Seit einiger Zeit hat sich die Werbung – früher Reklame, heute Marketing und Kommunikation genannt – auch der Berge bemächtigt. Sie hat sich gewissermaßen Wanderstiefel angezogen und sich auf den Gipfeln breitgemacht. Was früher geradezu heilige Stätten waren, Orte, an denen man tiefsten Respekt vor dem Unbekannten, dem Göttlichen bezeugte, sind heute Räume, die von wehenden Fahnen und Anzeigentafeln, Plakaten und Lärm dominiert werden. Damit sie auch garantiert wahrgenommen werden von den Konsumenten, werden Werbebotschaften mit Hilfe aller möglichen technischen Hilfsmittel verstärkt. Manchmal wird die Message mit Hilfe von politisch korrekten Bildern übertragen; dabei spielt man mit der Sensibilität des künftigen Kunden, dessen Unterbewusstsein manipuliert, bearbeitet und korrumpiert wird. Andere Werbebotschaften wiederum empfinde ich als echte Beleidigung für meine Intelligenz. Und die ständige Wiederholung des Prinzips, dass alles neu sein muss, unterwirft uns einer Art von permanentem Modernisierungsstress und injiziert uns einen Virus, der uns mit dem Besitz-Syndrom ansteckt, das kurz und knapp so lautet: „ Wer nichts hat, ist nichts.“
Wir Tourismusunternehmen profitieren davon natürlich. Wir leben mit der Werbung und haben unseren Nutzen davon. Trotzdem sehe ich gewisse Dinge mit Erstaunen. Dass ich gleichzeitig auf der Bühne und im Zuschauerraum sitze, hält mich nicht davon ab, kritisch zu betrachten, was nun auch bei uns in den Bergen passiert. Die Gäste beklagen sich zwar nicht; sie sind allerdings auch gewöhnt an die großstädtischen Werbebombardements. Dennoch sollten wir uns fragen, ob es richtig ist, dass bei uns zwei oder drei Automarken gleichzeitig groß ihre Modelle ausstellen. Die eine auf Podesten, die anderen in rund um die Uhr beleuchteten Glassärgen, die dritte auf eigens fabrizierten Gestellen. Überall wird das so gemacht, von Courmayeur bis St. Ulrich. Bekanntlich hat sich die Bergwelt ja nicht nur entvölkert, sie wurde auch industrialisiert; auch das ist Teil unseres Zirkus. Wir selbst haben das so gewollt, wir brauchen das, und deshalb „haben wir keinen Grund uns zu beschweren“, werdet ihr sagen. Und vielleicht stimmt das auch. Allerdings könnten wir auch… die Werbung eindämmen und unsere „Locations“ ein bisschen sparsamer zur Verfügung stellen. Entsprechende Anfragen etwas sorgfältiger prüfen. Keinen Unternehmen Platz gewähren, die sich nicht an grundlegende ethische Werte halten. Denn wennalles nur noch „Ware“ ist, vergessen wir womöglich, dass unsere Besucher Gäste sind, keine Kunden. Es sind Menschen, nicht nur Konsumenten und Käufer. Ich könnte vergessen, dass meine Vorstellung von „Lebensraum“ – einem Ambiente, das nicht komplett an kleine und große Marken verkauft wurde – wichtig ist, um unseren Besuchern ein richtiges Bild zu vermitteln. Ich könnte vergessen, dass ich eine eigene Sprache besitze, die mir Würde verleiht. Dass ein Mensch auch durch Traditionen und Kultur Glück erfahren kann. Und dass da oben, auf dem Berg, die Stille ein grundlegender Wert ist.

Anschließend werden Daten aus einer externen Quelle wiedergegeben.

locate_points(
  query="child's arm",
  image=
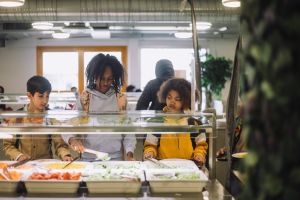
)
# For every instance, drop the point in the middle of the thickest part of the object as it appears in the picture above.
(61, 148)
(201, 148)
(150, 146)
(121, 101)
(10, 149)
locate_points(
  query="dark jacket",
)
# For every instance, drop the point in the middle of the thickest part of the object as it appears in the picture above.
(163, 71)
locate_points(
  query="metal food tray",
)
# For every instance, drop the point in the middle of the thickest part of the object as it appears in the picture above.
(173, 163)
(113, 186)
(119, 186)
(176, 185)
(52, 186)
(8, 186)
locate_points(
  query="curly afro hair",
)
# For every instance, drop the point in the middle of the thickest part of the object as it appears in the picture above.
(96, 68)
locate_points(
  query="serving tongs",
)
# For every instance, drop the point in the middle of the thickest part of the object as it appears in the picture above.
(158, 163)
(5, 173)
(130, 177)
(99, 155)
(69, 163)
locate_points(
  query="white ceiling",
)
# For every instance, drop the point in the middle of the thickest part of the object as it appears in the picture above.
(105, 14)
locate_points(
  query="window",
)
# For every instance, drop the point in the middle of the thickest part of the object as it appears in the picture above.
(65, 66)
(57, 65)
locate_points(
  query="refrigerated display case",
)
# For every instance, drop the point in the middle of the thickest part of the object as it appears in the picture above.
(139, 179)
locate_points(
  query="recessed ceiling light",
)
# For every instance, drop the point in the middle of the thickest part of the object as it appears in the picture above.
(11, 3)
(42, 25)
(155, 28)
(231, 3)
(47, 32)
(100, 34)
(60, 35)
(224, 28)
(202, 25)
(183, 34)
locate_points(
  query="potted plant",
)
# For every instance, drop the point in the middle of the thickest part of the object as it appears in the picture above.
(215, 72)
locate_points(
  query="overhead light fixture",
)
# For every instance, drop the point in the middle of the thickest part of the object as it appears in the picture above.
(61, 35)
(42, 25)
(155, 28)
(202, 25)
(224, 28)
(11, 3)
(183, 34)
(100, 34)
(231, 3)
(47, 32)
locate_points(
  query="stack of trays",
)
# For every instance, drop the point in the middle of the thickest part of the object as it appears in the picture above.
(106, 177)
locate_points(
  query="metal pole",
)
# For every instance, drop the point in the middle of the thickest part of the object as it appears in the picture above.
(196, 71)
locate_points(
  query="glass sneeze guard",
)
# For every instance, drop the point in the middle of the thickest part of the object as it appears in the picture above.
(135, 122)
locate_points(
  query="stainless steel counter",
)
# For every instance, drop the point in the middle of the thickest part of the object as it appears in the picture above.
(213, 191)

Das Aufrechterhalten eines qualitativ hochwertigen Tourismus bedeutet auch, gegen einen maßlosen Konsum der alpinen Welt anzukämpfen: einen Haufen Geld zu verdienen, kann nicht unser einziges Ziel sein. Denn wenn wir wirklich nichts anderes wollen, dann können wir auch gleich nachts per Laser ein monumentales Logo auf den Sassongher projizieren. Womit wir uns nicht nur unser Dorf und unsere Berge, sondern auch unsere Sterne wegnehmen haben lassen würden.